Ocurre con todo lo que mendigamos del prójimo. Lo sé por experiencia. Sin ir más lejos, el sábado mi mujer me había dado una larga lista de encargos urgentes y para cumplirlos, entre despistes, tardanzas y desconocimientos, tuve que ir pidiendo por favor ayuda a unos y a otros. Que no cerrasen la tienda aún, ay, hasta atenderme. Que me orientasen con paciencia en la compra. Que perdonasen la vespa mal aparcada un minuto. Que me guardasen la vez mientras intentaba hacer otra gestión en el intersticio.

Comprobé que la gente prefiere que le pidas un favor a que se lo hagas. Y nueve de cada diez se desvive por ayudar. Lo había visto con claridad Benjamin Franklin. Tenía un enemigo en la Asamblea Legislativa de Pennsylvania, que gozaba de gran peso en la política. Le desdeñaba, y no había forma de ganárselo. Así que le pidió un favor grande: un libro especialmente raro de su biblioteca. No se sabe si halagado por el reconocimiento de su cultura o sólo sorprendido o ganado por la ingenuidad de Franklin, se lo prestó. Éste se lo devolvió (¡!) a la semana (¡!) con una nota de agradecimiento. A partir de entonces se hicieron grandes amigos. Si Franklin hubiese tratado de hacerle un favor, habría sospechado. Lo habría desdeñado más.

No es tan extraño. Si solicitas un favor a alguien lo conviertes -en cuanto te lo hace- en alguien más elegante, más dulce, más señorial y mejor. Y eso gusta bastante. También cada favor implica saltarse una norma por encima, excediéndola en generosidad, y eso es un privilegio nobiliario en el sentido primigenio, esto es, darse uno sus normas propias, porque se tiene el poder, pero no para beneficiarse a sí mismo, sino para amparar al débil.

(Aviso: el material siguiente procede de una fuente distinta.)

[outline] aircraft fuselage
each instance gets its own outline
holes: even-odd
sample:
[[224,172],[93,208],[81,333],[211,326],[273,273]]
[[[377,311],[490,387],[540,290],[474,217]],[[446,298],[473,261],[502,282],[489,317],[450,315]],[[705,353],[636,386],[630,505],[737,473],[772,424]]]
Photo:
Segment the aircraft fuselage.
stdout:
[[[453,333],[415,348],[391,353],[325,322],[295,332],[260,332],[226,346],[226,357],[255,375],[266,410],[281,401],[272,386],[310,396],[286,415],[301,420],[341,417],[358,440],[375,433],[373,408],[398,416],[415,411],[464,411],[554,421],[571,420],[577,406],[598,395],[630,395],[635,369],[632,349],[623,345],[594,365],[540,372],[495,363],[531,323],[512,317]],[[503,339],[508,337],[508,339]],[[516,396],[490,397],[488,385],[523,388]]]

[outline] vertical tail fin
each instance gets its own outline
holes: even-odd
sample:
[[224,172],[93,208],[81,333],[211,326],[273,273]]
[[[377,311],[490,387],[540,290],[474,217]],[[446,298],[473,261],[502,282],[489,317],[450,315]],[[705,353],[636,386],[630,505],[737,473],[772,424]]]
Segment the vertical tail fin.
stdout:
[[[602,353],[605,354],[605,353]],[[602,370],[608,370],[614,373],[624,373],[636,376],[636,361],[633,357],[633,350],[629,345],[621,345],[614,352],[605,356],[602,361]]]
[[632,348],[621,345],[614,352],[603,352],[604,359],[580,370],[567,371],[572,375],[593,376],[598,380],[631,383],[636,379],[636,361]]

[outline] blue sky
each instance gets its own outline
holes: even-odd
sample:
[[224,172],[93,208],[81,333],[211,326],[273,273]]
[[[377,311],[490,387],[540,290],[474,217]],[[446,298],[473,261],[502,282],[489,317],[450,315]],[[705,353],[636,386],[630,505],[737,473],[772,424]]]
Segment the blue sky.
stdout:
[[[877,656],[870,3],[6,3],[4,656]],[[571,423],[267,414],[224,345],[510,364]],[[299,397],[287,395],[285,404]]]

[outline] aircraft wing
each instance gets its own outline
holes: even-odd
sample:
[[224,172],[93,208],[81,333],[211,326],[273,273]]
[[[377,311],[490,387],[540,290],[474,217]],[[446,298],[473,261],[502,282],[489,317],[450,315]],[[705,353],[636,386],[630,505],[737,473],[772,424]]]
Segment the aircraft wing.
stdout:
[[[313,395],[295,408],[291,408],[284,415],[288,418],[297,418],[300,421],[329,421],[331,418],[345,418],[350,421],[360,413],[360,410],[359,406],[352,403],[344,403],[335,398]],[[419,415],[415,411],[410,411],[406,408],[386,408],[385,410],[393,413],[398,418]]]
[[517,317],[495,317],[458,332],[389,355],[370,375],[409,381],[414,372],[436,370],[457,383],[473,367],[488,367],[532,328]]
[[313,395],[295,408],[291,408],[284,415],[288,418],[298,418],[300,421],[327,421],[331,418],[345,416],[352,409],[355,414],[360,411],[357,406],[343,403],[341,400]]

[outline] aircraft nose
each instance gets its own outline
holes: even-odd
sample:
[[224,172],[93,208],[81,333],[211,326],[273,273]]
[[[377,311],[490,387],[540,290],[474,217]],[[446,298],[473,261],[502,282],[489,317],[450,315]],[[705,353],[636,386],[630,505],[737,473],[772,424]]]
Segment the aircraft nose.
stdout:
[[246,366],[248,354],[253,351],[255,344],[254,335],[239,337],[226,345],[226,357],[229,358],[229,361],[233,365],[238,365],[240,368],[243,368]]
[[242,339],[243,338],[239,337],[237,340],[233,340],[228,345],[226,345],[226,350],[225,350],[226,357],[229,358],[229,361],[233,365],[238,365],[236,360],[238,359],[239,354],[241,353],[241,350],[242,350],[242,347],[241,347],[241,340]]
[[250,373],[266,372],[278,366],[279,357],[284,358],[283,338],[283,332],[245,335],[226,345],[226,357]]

El débil era yo el sábado, mendigo de elegancias. Las mendigaba, por supuesto, para poder hacer todas las gestiones (que las hice); y también para poder ser agradecido, que es uno de los grandes placeres de la vida. Ya lanzado, les agradezco a ustedes en el alma la limosna de su atención y de su tiempo, que es oro, por llegar hasta el final del artículo. ¡Han sido encantadores!